As seen on the right, you can highlight the currently visited category in WordPress – which is not a standard thing. You have to add some code to your template. Here’s what I did.
The WordPress function wp_list_categories takes a number of parameters that make showing the current category possible. Normally, the function is already in place in your sidebar.php file. I’m using a custom sidebar for the blog section, but I’ll not go into how that works now. If you’re going to edit your sidebar.php file, it’s best practice to copy it into your theme folder, so when the next WordPress update comes around, your work doesn’t get overwritten.

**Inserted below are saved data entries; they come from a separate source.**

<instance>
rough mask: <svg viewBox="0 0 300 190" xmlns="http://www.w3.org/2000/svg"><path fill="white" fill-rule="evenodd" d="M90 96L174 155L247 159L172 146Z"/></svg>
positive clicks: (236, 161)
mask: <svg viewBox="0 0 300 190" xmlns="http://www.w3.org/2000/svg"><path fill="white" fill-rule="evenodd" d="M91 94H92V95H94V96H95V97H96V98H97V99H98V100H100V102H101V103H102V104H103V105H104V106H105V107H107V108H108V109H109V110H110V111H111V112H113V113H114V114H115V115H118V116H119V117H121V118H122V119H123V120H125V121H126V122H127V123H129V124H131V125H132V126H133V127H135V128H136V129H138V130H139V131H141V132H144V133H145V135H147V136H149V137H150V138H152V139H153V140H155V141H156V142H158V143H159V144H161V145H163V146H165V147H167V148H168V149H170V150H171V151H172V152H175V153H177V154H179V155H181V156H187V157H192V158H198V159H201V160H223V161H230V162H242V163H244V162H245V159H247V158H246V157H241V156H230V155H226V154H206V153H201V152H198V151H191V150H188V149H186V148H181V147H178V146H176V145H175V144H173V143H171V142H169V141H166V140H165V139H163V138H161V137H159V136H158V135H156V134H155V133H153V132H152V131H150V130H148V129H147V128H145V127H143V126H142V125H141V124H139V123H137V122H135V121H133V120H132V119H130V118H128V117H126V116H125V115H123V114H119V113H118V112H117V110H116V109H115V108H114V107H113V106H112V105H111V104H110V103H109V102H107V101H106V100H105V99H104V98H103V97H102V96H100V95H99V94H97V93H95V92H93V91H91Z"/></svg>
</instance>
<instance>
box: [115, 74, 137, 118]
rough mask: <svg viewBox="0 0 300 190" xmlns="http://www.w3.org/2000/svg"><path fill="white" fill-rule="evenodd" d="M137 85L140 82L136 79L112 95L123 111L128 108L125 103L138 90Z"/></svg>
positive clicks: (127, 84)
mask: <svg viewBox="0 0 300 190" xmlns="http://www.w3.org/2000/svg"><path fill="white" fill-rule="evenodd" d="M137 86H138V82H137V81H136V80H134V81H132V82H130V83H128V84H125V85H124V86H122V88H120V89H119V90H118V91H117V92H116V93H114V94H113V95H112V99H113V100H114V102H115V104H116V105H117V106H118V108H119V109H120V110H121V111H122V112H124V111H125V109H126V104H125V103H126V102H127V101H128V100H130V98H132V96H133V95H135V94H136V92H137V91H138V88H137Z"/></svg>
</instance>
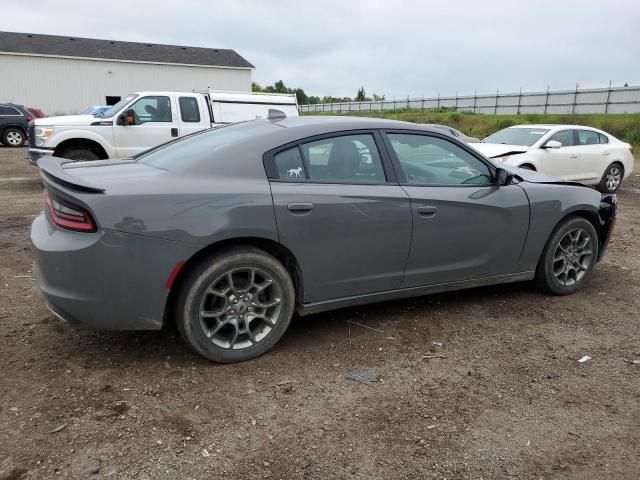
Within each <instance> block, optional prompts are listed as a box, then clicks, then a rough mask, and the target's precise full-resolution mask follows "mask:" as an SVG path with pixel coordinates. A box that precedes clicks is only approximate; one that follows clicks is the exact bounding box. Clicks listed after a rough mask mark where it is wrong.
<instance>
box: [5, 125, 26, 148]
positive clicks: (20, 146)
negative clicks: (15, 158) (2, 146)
mask: <svg viewBox="0 0 640 480" xmlns="http://www.w3.org/2000/svg"><path fill="white" fill-rule="evenodd" d="M26 140H27V136H26V134H25V133H24V130H22V129H21V128H18V127H7V128H6V129H5V130H4V132H2V143H3V144H4V145H5V146H7V147H22V146H23V145H24V142H25V141H26Z"/></svg>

What the function does is retrieve a list of categories, and echos them pre-wrapped as links in <li> tags. So you could use the function anywhere you like, but wrap it in an <ul> tag. My code looks like this:
<ul>
<?php
//get this posts category object
$thisCat = get_the_category();
if(!is_home()){
$currCatId = $thisCat[0]->cat_ID;
//no title, no counts, show subcats,
order by termgroup (edit # in DB!), hide cat "Tests", show currentcat
wp_list_categories('title_li=&show_count=0&hierarchical=1
&orderby=term_group&exclude=8¤t_category='.$currCatId);
}else{
wp_list_categories('title_li=&show_count=0&hierarchical=1
&orderby=term_group&exclude=8');
}
?>
</ul>
I already know that this code is not executed on a page but only in the blog section, so there is no need to add checks for pages in the if statement. Read it as if it was preceded by this:
if(is_home() || is_category() || is_archive() || is_search() || is_single())
So, what this does is: if the current page is not the blog home, but is a blog category, an archive list page, a search page or a single blog post, figure out what the page’s category ID is, get the list of categories, and give the <li> tag for the current one a class of “current_cat”. Then you can style this list item in whatever way you want.

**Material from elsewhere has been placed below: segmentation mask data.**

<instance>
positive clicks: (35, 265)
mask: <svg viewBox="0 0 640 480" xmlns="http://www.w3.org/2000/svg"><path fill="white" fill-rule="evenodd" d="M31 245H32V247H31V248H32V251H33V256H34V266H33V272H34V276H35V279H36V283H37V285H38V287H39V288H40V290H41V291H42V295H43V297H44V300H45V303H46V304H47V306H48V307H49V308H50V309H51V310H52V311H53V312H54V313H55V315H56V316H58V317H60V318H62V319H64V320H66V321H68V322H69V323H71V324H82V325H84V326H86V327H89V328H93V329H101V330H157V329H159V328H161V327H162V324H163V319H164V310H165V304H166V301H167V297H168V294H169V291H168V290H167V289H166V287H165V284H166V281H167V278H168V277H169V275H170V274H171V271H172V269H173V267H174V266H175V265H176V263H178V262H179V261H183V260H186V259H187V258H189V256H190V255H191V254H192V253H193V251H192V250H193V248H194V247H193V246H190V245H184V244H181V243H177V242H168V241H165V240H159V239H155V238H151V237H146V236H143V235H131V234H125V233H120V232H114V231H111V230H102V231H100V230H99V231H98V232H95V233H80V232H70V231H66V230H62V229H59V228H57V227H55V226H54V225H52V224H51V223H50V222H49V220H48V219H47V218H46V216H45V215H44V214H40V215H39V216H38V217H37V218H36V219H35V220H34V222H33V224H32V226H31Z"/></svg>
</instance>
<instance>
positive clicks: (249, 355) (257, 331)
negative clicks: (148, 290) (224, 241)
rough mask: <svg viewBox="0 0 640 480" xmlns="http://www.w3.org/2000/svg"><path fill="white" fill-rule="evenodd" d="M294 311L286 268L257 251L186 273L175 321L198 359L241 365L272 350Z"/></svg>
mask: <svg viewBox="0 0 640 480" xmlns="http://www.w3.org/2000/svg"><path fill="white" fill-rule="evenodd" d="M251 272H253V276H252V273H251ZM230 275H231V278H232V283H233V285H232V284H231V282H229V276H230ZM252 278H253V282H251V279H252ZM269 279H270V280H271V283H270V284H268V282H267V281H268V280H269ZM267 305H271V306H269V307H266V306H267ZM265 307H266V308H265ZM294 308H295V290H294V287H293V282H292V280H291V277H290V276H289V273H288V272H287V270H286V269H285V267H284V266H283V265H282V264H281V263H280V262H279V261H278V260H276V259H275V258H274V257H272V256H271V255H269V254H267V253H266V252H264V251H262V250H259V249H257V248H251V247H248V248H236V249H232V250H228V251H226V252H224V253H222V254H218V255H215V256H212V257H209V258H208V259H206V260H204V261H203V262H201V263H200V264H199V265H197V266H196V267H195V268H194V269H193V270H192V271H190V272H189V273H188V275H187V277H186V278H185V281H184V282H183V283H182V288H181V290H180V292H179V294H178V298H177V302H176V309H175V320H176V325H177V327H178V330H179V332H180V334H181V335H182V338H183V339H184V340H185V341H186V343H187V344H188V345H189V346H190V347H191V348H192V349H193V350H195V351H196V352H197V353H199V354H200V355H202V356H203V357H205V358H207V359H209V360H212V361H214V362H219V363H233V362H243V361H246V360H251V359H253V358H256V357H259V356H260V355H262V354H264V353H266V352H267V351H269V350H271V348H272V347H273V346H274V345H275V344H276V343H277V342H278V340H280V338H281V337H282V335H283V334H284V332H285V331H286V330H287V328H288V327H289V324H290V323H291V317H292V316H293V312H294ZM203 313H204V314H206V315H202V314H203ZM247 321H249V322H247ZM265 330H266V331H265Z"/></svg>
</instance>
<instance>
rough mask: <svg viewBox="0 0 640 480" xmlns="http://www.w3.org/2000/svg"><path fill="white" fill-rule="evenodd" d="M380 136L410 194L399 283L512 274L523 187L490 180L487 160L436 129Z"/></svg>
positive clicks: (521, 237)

There’s a few other non-standard things I’m doing here: for one, I exclude a category from showing up in the list – my “Tests” category is public, but does not need to be prominently visible. I use the parameter “orderby” to order the categories by a term group ID number that I edited in the database – quite non-standard, or rather more like a blatant mis-use of features, and not useful for managing a large number of categories, but it works for now. It’s a wonderful source of wisdom, that WordPress Codex!
2 Comments
Nice fix – showing the current category makes a lot of sense. Will try to paste your code into my site and see how that goes.
Thank you so much! This is exactly what I needed.